Exploratory Analysis of Cyberattack Patterns on E-Commerce Platforms Using Statistical Methods
2511.03020v1
cs.CR, cs.AI, cs.LG, 68M25, 68T05 68M25, 68T05, C.2.0; K.6.5; I.2.6; C.2.0; K.6.5
2025-11-08
Авторы:
Fatimo Adenike Adeniya
Abstract
Cyberattacks on e-commerce platforms have grown in sophistication,
threatening consumer trust and operational continuity. This research presents a
hybrid analytical framework that integrates statistical modelling and machine
learning for detecting and forecasting cyberattack patterns in the e-commerce
domain. Using the Verizon Community Data Breach (VCDB) dataset, the study
applies Auto ARIMA for temporal forecasting and significance testing, including
a Mann-Whitney U test (U = 2579981.5, p = 0.0121), which confirmed that holiday
shopping events experienced significantly more severe cyberattacks than
non-holiday periods. ANOVA was also used to examine seasonal variation in
threat severity, while ensemble machine learning models (XGBoost, LightGBM, and
CatBoost) were employed for predictive classification. Results reveal recurrent
attack spikes during high-risk periods such as Black Friday and holiday
seasons, with breaches involving Personally Identifiable Information (PII)
exhibiting elevated threat indicators. Among the models, CatBoost achieved the
highest performance (accuracy = 85.29%, F1 score = 0.2254, ROC AUC = 0.8247).
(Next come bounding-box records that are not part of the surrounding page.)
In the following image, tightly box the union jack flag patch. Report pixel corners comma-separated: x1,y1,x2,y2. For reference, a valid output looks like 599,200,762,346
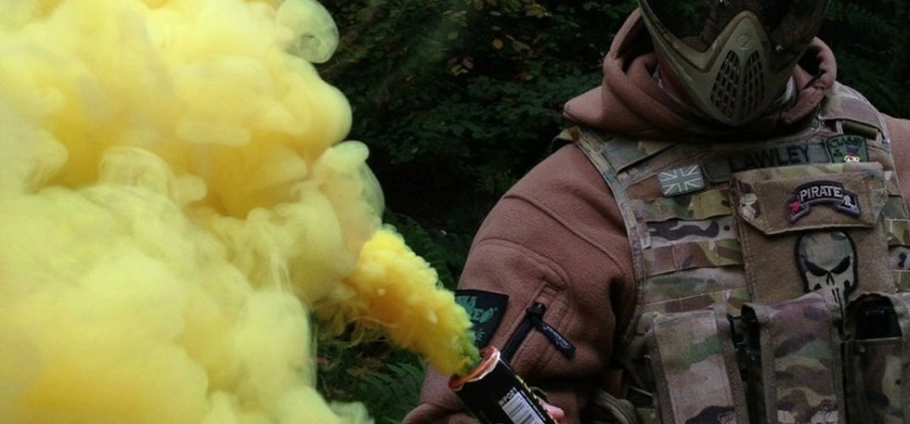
657,165,705,197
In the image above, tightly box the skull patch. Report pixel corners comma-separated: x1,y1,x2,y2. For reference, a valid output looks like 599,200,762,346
796,231,859,313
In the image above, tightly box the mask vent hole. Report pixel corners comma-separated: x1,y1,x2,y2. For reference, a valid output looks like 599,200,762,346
711,52,740,119
740,52,765,118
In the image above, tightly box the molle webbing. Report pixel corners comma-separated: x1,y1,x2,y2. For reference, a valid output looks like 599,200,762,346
568,84,910,424
744,293,846,424
649,309,749,424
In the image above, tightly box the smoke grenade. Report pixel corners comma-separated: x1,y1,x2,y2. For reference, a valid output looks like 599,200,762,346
449,347,557,424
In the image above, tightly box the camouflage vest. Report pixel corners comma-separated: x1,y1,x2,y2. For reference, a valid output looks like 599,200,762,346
569,85,910,424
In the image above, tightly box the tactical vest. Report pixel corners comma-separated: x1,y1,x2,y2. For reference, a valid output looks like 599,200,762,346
570,81,910,424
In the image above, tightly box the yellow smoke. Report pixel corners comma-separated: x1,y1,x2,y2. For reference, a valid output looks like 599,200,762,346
0,0,476,424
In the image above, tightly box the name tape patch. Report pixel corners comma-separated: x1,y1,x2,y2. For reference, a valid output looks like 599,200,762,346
787,181,861,222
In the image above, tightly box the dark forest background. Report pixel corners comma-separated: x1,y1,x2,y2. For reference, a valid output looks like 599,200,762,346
319,0,910,424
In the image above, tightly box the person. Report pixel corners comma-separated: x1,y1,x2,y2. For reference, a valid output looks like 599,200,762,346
404,0,910,424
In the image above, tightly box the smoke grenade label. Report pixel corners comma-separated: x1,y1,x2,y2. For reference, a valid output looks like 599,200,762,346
449,347,556,424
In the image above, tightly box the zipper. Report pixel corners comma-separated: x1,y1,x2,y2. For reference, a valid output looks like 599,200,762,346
500,302,575,362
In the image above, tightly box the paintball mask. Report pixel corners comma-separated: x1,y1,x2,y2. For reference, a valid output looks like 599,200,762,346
639,0,828,126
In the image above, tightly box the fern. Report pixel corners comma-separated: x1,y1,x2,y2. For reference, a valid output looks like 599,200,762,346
384,211,471,288
360,361,424,424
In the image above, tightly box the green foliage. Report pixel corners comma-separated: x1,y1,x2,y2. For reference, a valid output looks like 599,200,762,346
820,0,910,117
360,362,424,424
318,340,425,424
383,211,471,290
322,0,633,233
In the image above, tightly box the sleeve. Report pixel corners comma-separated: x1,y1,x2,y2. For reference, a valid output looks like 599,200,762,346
404,145,634,424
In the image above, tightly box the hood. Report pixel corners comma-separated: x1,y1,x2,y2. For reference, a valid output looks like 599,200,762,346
563,10,837,141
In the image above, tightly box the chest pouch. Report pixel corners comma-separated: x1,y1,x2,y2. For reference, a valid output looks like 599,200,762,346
730,163,895,315
741,293,847,424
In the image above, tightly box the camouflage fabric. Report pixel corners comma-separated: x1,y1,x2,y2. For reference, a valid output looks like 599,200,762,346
847,293,910,424
566,84,910,424
631,189,730,222
644,239,742,277
743,293,847,424
649,310,748,423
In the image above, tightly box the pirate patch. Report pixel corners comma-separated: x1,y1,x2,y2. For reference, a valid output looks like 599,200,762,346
455,290,509,348
825,134,869,163
657,165,705,197
786,181,861,222
796,231,859,312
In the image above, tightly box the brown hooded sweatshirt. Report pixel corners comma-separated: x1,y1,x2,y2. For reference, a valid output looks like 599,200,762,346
404,11,910,424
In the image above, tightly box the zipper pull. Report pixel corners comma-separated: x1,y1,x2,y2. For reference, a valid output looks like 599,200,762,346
528,303,575,359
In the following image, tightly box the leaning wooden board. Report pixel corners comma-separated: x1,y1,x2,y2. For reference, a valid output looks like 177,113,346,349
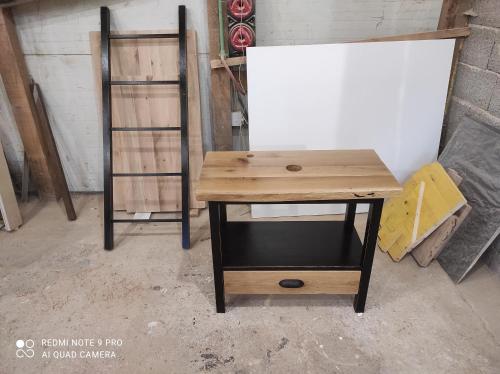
90,30,205,212
0,138,23,231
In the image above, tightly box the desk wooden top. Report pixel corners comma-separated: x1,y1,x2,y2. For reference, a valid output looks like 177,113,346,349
196,150,402,202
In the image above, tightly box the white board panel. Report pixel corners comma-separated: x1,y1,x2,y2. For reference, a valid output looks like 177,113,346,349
247,40,455,217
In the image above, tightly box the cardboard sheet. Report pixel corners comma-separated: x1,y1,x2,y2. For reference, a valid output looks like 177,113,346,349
247,40,455,217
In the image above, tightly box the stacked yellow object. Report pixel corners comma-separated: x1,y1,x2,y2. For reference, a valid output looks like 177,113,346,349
378,162,467,261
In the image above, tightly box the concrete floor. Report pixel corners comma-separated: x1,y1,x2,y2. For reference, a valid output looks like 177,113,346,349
0,195,500,374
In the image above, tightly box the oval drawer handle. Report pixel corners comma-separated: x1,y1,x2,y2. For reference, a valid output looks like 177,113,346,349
278,279,304,288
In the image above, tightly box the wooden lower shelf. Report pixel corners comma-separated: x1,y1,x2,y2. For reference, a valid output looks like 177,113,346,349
221,221,362,270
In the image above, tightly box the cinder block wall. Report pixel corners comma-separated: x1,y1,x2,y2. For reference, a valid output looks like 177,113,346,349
0,0,442,191
445,0,500,139
445,0,500,274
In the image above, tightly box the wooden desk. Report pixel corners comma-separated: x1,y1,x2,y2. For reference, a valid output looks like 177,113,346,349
196,150,401,313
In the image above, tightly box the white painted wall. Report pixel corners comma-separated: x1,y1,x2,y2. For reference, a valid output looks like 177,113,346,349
3,0,441,191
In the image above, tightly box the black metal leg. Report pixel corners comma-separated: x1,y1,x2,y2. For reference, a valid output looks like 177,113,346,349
101,7,113,250
354,199,384,313
179,5,191,249
208,202,226,313
344,203,356,236
219,203,227,226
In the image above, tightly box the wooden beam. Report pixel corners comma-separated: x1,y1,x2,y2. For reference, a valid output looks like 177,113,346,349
0,138,23,231
207,0,233,151
0,0,35,8
0,8,54,196
356,27,470,43
437,0,472,30
32,83,76,221
438,0,472,152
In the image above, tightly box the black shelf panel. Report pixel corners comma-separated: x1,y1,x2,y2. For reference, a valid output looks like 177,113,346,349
222,221,362,270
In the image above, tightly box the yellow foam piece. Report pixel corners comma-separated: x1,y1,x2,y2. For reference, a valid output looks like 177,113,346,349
378,162,467,261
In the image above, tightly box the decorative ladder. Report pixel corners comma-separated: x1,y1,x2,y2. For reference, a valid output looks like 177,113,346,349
101,5,190,250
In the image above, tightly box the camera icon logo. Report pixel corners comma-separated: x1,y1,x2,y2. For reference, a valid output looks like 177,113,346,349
16,339,35,358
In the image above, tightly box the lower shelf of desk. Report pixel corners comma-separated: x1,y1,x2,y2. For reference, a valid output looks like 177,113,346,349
221,221,362,270
221,221,362,294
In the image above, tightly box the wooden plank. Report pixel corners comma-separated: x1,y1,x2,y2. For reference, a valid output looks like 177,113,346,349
349,27,470,43
196,150,401,202
411,204,472,267
90,30,205,212
0,8,55,196
224,270,361,295
0,138,23,231
207,0,233,151
32,83,76,221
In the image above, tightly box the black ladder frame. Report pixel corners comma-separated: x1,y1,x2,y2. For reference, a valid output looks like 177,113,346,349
101,5,191,250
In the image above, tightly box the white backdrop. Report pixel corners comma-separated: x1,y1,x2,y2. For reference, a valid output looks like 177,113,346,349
247,39,455,217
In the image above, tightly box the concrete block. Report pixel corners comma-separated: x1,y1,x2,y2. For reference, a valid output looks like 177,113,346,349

The framework uniquely combines seasonal forecasting with interpretable
ensemble learning, enabling temporal risk anticipation and breach-type
classification. Ethical considerations, including responsible use of sensitive
data and bias assessment, were incorporated. Despite class imbalance and
reliance on historical data, the study provides insights for proactive
cybersecurity resource allocation and outlines directions for future real-time
threat detection research.